Machu Picchu, one of the highlights of Peru, is an experience not to be missed. But the traditional way of hiking there, via the Inca trail is expensive and must be booked months in advance. This can be challenging for a backpacker who wants to do things cheaper and for whom planning months in advance is not an option.

The alternative Machu Picchu trek can be booked the day before a budget traveler wants to leave. It is also less expensive to go on an alternative Machu Picchu trek for 4 days and 3 nights than just to visit the site by train in one day, so it is a great option for a backpacker who wants to make the most of their money.

There is no shortage of companies offering tours to Machu Picchu from Cuzco and they all have similar itineraries so it is a good idea for the budget-conscious traveler to shop around. Prices and quality vary a great deal. There is no camping on the alternative treks, hikers stay in simple hostels along the way.

So what can an independent traveler expect on an alternative Machu Picchu trek?

Mountain Biking on the Machu Picchu Alternative Trek

On the first day, travelers depart with their chosen company for a day of mountain biking. Most companies stop in Ollantaytambo and drive through the Sacred Valley. This is not a drive for the faint-of-heart or someone who is afraid of heights, but the views are spectacular.

After about 3 hours, tours are allowed to get out of the van and onto the mountain bikes. Time varies, but most groups will bike for about 4 hours. The majority of the road is paved but at the end bikers will ride over a gravel road. From the end of the bike ride it is a thirty minute drive to Santa Maria where tours will spend the night.

Hiking on the Machu Picchu Alternative Trek Trail

The hike is long on the second day but it allows for some of the most spectacular views. Most groups hike for 9 hours, but there is plenty of built-in rest time for hikers. Hikers will walk along steep trails and above the river, winding their way through small villages. With most companies, hikers can rest their feet and soak sore muscles at local hot springs at the end of the day which makes for a pleasant way to relax after a long hike.

The second night is spent in Santa Teresa. This town is small but equipped with grocery stores, a pharmacy and even internet access if any of those amenities are desired.

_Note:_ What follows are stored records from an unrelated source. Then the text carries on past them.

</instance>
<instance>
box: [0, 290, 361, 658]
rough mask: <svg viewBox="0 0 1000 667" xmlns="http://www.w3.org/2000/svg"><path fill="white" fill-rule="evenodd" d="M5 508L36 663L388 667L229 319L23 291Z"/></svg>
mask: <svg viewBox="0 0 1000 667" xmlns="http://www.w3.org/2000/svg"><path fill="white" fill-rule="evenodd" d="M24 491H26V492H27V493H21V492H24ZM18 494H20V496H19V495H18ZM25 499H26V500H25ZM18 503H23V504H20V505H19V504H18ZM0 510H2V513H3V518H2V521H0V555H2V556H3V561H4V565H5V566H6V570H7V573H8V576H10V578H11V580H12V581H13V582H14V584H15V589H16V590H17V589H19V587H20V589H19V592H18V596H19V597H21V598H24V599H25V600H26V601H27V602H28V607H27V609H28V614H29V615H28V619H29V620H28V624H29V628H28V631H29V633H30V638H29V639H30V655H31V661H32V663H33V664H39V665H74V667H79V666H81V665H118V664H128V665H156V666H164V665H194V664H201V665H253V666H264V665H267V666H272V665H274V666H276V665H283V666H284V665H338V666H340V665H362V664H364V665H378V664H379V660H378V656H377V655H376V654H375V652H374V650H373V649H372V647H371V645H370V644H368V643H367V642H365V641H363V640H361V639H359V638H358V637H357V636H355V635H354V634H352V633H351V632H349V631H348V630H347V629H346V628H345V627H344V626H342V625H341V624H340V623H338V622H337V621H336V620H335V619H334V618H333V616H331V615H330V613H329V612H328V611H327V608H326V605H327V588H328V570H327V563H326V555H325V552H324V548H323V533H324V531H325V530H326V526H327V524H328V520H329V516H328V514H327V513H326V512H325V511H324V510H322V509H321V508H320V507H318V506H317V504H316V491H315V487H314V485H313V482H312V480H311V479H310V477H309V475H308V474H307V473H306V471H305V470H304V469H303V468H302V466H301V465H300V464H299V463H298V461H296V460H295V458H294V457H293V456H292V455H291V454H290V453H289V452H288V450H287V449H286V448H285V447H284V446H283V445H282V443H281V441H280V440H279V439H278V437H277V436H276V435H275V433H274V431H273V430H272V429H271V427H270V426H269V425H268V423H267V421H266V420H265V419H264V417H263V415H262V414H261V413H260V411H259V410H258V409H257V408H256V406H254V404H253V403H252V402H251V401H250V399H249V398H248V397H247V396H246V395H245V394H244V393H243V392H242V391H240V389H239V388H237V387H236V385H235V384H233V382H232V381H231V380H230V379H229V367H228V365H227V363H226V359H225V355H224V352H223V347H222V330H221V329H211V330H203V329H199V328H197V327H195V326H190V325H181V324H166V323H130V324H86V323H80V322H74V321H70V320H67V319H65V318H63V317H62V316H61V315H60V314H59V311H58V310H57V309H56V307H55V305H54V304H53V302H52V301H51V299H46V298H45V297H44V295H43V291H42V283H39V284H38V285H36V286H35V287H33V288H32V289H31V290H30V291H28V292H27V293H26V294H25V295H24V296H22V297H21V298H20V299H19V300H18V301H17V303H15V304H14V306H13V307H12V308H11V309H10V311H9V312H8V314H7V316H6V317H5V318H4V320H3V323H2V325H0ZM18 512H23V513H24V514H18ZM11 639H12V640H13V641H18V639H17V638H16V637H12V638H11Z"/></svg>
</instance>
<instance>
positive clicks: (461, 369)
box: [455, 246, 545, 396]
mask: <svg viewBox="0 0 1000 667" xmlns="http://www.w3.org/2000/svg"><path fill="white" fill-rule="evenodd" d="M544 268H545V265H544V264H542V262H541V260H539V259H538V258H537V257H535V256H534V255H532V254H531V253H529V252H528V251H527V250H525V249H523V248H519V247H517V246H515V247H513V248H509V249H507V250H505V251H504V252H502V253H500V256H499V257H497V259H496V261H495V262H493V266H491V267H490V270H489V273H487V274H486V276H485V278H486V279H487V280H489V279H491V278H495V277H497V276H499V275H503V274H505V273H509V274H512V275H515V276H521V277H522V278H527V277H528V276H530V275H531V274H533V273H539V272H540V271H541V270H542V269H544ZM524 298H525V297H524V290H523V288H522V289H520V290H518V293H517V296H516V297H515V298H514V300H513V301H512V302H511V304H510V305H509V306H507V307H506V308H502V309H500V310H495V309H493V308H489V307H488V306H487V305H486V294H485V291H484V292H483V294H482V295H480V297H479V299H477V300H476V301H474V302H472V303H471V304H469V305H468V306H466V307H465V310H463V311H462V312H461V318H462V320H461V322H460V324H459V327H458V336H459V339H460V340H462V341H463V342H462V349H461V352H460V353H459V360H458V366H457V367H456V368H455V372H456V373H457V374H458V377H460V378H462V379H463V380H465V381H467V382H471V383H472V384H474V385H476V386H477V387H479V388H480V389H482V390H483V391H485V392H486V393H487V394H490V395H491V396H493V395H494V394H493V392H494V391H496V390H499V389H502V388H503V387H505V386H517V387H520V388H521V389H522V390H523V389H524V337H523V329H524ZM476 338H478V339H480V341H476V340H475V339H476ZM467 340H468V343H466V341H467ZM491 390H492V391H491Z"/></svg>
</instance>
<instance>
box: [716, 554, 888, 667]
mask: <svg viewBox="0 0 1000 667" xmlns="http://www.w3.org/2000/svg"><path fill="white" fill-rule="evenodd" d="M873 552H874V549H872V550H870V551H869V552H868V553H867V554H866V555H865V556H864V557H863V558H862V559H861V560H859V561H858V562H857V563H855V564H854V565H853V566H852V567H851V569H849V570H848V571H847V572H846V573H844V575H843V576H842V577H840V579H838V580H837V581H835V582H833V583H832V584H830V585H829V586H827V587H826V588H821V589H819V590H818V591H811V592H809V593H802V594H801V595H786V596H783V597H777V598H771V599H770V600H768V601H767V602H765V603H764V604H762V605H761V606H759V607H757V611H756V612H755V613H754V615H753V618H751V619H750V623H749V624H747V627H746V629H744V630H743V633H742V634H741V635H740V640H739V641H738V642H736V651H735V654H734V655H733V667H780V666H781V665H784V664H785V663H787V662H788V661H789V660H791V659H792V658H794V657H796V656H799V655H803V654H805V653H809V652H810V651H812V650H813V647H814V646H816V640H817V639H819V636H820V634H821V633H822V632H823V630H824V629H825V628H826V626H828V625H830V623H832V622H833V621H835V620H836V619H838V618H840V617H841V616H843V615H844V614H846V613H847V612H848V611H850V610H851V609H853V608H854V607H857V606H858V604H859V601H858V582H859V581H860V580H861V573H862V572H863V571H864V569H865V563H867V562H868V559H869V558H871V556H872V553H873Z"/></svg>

Hiking the Alternative Inca Trail to Aguas Calientes

The hike on the third day is mostly along a dirt road and railroad tracks. The hike itself is mostly flat, therefore much easier than on the previous day of the trek.

Most groups will arrive in the city of Aguas Calientes in the evening. This city is the jumping-off point for Machu Picchu and has plenty of nice restaurants and hotels. The train that takes most tourists to Machu Picchu arrives in Aguas Calientes. It is a busy city with a large river running through it.

Aguas Calientes to Machu Picchu

For most groups it is an early start on the fourth day to go to Machu Picchu. Travelers can hike up the many stairs to the park or take a bus. The day is spent exploring the ruins. Most groups will offer a tour in the morning to the major sites.

In the afternoon, hikers will take a train from Aguas Calientes back to Ollantaytambo where they will catch a bus back to Cuzco arriving late in the evening where the alternative Machu Picchu trek finishes.